Global Uncertainty Rises - What’s Next for Indonesia’s Financial Markets?

Bisnis | Ekonomi - Posted on 29 June 2025 Reading time 5 minutes

ILLUSTRASI

Rising global uncertainty has accelerated efforts to diversify global investment portfolios away from assets dominated by the United States and China. This diversification trend is opening opportunities for emerging markets like Indonesia to attract foreign investment. However, challenges remain, including heightened volatility and underdeveloped local capital markets.

 

Trinh Nguyen, Senior Economist for Emerging Asia at Natixis, explained that there is now a growing global awareness that relying too heavily on a single type of asset carries significant risks. “Everyone agrees that overexposure to one asset is dangerous, but the real issue is how to reduce that reliance and what the associated costs are,” she stated during a National Press Foundation workshop in Singapore recently attended by Bisnis.

 

According to Trinh, as investors begin to shift away from traditional instruments like U.S. Treasury bonds, they seek alternatives with more attractive returns. Yet, such transitions cannot occur rapidly due to high switching costs and limited market depth in alternative destinations, especially in developing countries. One such example is Indonesia’s bond market, which she believes remains relatively shallow in scale compared to that of the U.S.

 

“Indonesia’s bond market totals only about US$500 billion. In contrast, U.S. Treasuries are worth around US$30 trillion. So if a large influx of investors enters simultaneously, prices could spike significantly, increasing the associated risks,” she explained.

 

Nonetheless, Trinh believes Indonesia continues to offer investment appeal amidst global deglobalization trends and the restructuring of global supply chains. While Chinese bond yields have dipped below 2% and returns in developed markets are stagnating, Southeast Asia offers better growth potential with risk levels that remain acceptable to international investors.

 

On the other hand, Trinh dismissed concerns about potential financial crises, particularly those linked to currency depreciation. She cited the temporary negative sentiment toward the Indonesian rupiah in February and March 2025, when the exchange rate breached the psychological threshold of Rp17,000 per U.S. dollar. “Many were quick to compare that moment to the 1997 Asian Financial Crisis, but the situations are fundamentally different,” she clarified.

 

She also noted that mild depreciation trends are evident in other countries, such as India.
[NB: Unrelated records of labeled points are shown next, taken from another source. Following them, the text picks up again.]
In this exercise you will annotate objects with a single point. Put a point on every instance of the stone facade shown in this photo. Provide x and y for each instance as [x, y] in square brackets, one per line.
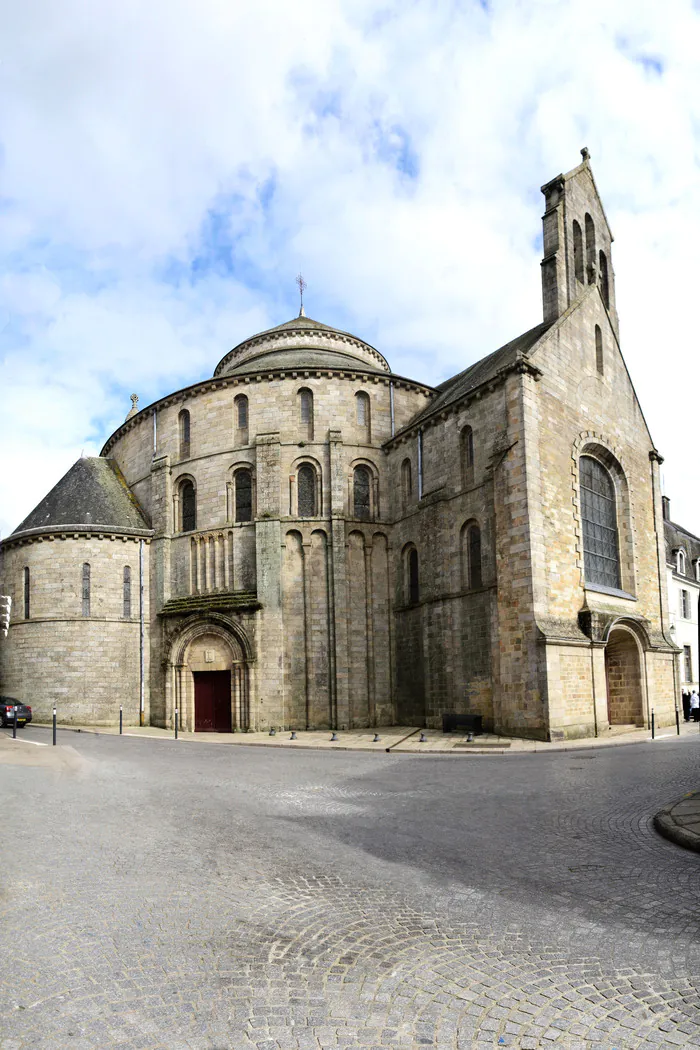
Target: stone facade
[327, 544]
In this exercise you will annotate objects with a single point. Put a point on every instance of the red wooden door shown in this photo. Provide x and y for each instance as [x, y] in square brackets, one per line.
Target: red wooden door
[212, 701]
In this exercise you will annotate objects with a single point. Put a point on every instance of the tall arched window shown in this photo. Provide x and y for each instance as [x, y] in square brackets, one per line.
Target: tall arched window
[188, 501]
[599, 363]
[605, 281]
[306, 413]
[242, 481]
[361, 492]
[362, 408]
[601, 560]
[306, 502]
[406, 483]
[412, 583]
[578, 252]
[590, 248]
[240, 413]
[184, 425]
[86, 589]
[471, 555]
[467, 450]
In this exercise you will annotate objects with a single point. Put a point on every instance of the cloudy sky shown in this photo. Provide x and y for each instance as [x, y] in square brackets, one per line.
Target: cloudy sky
[166, 169]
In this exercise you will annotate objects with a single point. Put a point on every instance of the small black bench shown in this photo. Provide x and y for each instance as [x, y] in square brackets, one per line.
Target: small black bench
[472, 723]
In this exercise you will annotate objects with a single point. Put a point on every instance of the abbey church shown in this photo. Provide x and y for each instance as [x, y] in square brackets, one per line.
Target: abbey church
[308, 540]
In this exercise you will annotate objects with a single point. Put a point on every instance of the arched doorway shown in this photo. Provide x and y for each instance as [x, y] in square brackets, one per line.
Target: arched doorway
[209, 679]
[623, 677]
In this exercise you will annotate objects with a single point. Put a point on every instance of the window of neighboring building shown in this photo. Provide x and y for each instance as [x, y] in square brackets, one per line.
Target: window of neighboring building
[184, 426]
[598, 350]
[605, 280]
[685, 604]
[188, 504]
[601, 561]
[406, 483]
[362, 407]
[687, 664]
[467, 443]
[306, 412]
[86, 589]
[306, 503]
[361, 492]
[242, 481]
[411, 575]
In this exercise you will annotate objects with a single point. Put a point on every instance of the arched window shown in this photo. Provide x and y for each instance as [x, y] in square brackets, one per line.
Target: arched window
[471, 555]
[361, 492]
[188, 503]
[467, 443]
[86, 589]
[306, 413]
[578, 252]
[184, 424]
[605, 282]
[601, 560]
[412, 584]
[306, 503]
[406, 483]
[240, 414]
[590, 248]
[598, 350]
[242, 481]
[362, 407]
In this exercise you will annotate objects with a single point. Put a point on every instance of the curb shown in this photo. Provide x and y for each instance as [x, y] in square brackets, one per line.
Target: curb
[665, 825]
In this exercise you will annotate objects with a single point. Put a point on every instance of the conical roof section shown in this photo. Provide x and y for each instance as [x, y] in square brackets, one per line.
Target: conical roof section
[304, 344]
[91, 494]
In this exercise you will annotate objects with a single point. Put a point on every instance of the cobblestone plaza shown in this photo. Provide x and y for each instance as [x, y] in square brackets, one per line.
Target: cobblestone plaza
[183, 897]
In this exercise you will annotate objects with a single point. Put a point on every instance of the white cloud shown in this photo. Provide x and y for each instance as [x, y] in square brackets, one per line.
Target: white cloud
[395, 153]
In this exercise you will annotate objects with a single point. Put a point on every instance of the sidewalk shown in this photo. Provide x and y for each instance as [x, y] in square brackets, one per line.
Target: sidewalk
[395, 738]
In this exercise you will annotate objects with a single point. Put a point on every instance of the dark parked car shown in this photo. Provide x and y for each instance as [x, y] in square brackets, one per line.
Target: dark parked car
[7, 705]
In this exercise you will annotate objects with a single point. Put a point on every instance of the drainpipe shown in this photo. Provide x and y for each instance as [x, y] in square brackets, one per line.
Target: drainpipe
[142, 684]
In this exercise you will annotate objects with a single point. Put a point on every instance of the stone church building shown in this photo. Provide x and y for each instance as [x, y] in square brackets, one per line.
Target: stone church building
[309, 540]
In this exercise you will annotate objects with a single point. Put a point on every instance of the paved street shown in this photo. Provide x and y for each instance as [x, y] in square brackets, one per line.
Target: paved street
[161, 895]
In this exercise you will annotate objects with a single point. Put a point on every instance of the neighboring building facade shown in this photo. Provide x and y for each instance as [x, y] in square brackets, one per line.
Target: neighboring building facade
[683, 583]
[324, 543]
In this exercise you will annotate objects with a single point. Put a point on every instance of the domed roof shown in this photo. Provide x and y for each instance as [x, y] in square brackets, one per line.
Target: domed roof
[301, 343]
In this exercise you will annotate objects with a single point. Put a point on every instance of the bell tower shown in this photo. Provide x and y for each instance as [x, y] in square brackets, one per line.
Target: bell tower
[577, 243]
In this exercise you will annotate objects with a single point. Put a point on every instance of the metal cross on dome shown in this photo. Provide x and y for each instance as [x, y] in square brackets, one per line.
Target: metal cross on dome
[302, 287]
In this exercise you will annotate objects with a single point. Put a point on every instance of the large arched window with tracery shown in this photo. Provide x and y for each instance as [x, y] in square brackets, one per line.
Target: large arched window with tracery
[306, 502]
[601, 560]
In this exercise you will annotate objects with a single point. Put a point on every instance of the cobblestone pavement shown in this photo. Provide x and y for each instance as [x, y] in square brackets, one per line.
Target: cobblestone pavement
[183, 898]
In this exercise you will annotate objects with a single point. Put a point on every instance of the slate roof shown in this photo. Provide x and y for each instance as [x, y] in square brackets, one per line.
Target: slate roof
[92, 492]
[457, 387]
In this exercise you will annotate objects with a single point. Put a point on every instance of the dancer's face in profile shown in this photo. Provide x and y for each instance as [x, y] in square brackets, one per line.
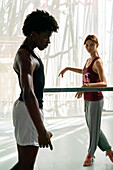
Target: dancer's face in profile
[42, 39]
[91, 46]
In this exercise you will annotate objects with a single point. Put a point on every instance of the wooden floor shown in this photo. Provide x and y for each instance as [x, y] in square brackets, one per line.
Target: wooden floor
[70, 141]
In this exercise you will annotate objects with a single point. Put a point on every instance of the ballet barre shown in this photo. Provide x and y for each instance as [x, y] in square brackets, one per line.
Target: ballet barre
[77, 89]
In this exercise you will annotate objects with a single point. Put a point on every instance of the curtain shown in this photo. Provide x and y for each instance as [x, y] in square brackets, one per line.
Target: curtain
[76, 19]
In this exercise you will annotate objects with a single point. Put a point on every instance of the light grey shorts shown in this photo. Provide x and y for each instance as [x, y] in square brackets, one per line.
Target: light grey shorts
[25, 131]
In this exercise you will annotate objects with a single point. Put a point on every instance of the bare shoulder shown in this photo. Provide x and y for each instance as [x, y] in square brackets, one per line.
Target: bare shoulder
[24, 60]
[98, 62]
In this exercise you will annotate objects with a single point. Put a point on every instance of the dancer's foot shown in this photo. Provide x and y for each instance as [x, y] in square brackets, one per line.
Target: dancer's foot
[89, 160]
[110, 154]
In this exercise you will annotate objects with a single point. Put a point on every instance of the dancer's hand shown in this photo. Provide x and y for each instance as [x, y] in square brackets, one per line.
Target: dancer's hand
[62, 72]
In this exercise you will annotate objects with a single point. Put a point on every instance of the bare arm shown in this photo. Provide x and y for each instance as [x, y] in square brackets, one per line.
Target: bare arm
[77, 70]
[26, 68]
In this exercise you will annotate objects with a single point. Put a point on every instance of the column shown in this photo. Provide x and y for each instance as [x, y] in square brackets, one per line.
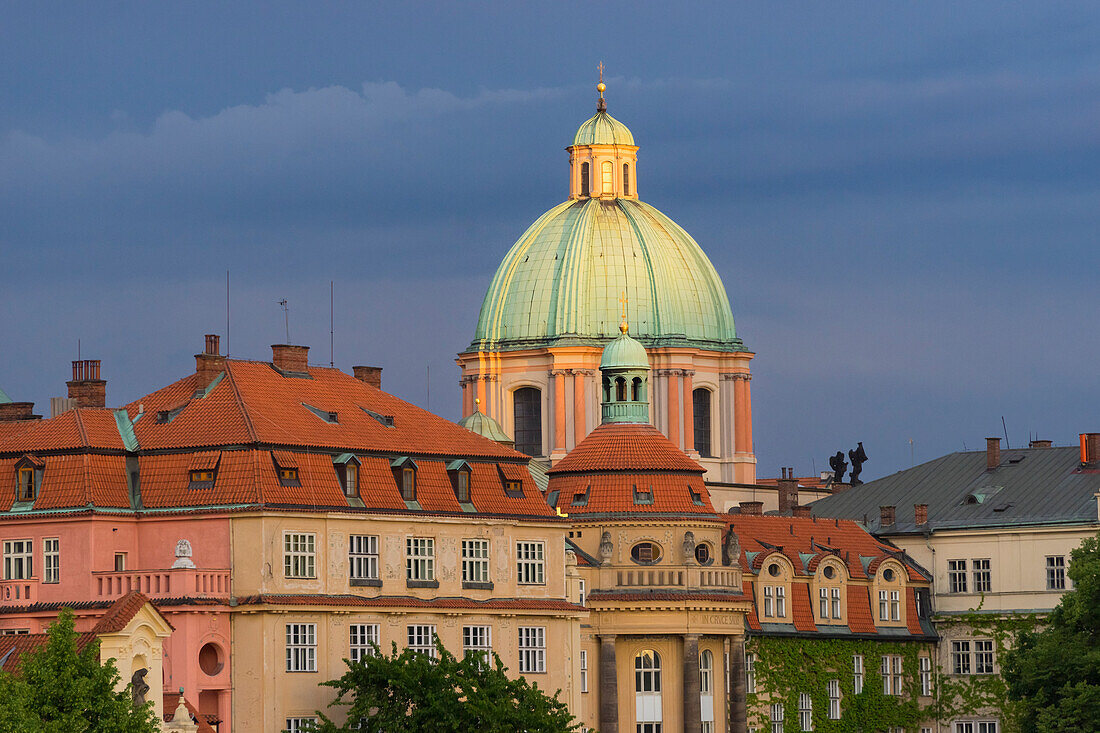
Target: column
[608, 685]
[691, 686]
[580, 423]
[738, 711]
[689, 412]
[673, 411]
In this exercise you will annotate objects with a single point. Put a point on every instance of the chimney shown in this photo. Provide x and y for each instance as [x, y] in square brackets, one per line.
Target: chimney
[290, 358]
[370, 375]
[992, 453]
[1090, 447]
[751, 509]
[886, 515]
[86, 387]
[18, 411]
[210, 363]
[921, 514]
[788, 491]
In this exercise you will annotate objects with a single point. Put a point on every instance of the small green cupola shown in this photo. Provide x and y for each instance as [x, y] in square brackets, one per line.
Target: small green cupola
[625, 371]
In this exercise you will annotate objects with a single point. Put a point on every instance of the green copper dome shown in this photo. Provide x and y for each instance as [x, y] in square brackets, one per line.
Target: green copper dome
[603, 129]
[561, 282]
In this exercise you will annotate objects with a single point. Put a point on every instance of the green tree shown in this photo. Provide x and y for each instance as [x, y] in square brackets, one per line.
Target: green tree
[58, 689]
[410, 691]
[1055, 674]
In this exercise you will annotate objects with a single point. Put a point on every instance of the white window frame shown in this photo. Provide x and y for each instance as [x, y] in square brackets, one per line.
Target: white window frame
[299, 555]
[51, 560]
[300, 647]
[530, 562]
[363, 557]
[420, 558]
[532, 649]
[475, 560]
[360, 639]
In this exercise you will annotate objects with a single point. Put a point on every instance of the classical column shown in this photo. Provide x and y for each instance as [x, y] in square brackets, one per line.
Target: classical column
[608, 685]
[691, 686]
[580, 424]
[689, 412]
[738, 712]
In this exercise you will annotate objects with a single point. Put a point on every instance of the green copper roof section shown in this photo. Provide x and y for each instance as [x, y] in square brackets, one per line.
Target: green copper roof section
[602, 129]
[561, 282]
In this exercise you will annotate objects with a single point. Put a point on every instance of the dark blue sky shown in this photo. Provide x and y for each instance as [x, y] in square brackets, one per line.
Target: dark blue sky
[903, 199]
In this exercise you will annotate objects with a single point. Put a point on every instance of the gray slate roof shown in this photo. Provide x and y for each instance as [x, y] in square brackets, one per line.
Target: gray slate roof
[1031, 485]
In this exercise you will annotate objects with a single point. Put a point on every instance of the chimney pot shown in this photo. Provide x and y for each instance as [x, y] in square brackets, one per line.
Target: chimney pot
[290, 358]
[992, 453]
[921, 513]
[886, 515]
[370, 375]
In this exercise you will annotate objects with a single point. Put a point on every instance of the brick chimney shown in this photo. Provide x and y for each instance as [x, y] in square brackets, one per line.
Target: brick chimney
[86, 387]
[210, 363]
[788, 491]
[18, 411]
[290, 358]
[370, 375]
[751, 509]
[1090, 447]
[921, 513]
[992, 453]
[886, 515]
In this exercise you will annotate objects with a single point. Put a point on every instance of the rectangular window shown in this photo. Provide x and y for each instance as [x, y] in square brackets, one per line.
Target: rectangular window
[18, 559]
[983, 657]
[475, 560]
[421, 639]
[1056, 572]
[956, 576]
[982, 577]
[532, 649]
[419, 558]
[925, 676]
[363, 557]
[299, 557]
[364, 637]
[477, 641]
[960, 657]
[52, 560]
[833, 688]
[530, 561]
[301, 647]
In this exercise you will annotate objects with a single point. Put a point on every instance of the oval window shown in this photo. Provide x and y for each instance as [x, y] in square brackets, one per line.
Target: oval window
[646, 553]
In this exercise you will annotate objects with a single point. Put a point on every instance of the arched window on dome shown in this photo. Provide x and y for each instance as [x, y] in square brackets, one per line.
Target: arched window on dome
[701, 411]
[527, 411]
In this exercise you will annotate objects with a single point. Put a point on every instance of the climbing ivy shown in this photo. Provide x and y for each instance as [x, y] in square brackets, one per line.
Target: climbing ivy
[788, 667]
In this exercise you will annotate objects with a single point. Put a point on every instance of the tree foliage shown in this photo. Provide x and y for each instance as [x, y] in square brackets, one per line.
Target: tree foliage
[411, 691]
[62, 690]
[1055, 674]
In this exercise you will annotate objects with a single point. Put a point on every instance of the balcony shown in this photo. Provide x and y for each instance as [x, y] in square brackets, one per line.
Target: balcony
[19, 591]
[162, 583]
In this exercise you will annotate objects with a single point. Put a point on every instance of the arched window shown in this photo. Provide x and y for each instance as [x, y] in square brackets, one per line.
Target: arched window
[647, 689]
[701, 409]
[527, 408]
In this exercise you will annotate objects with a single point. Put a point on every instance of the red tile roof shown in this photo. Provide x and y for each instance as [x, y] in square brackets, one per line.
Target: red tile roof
[626, 447]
According to Trinh, the Indian rupee consistently weakens by about 1.5% annually, aligning with the central bank’s policy to prevent an overly strong currency. “If you look at the data, such depreciation does not indicate a crisis, but rather reflects a deliberate monetary policy,” she said.

 

Furthermore, Trinh emphasized that while global financial markets are undergoing a major shift, the transition is gradual as investors need time to realign their portfolios. In the short term, U.S. and Chinese markets will remain dominant, but interest in emerging markets like Indonesia is expected to grow—especially from investors seeking diversification and higher yields.

 

“U.S. bond markets will still find their buyers, just as Indonesia’s market will continue to attract interest. So even if a trade war splits the world or disrupts global stability—with the added unpredictability of figures like Trump—the turmoil in financial assets has not reached the level many fear,” she concluded.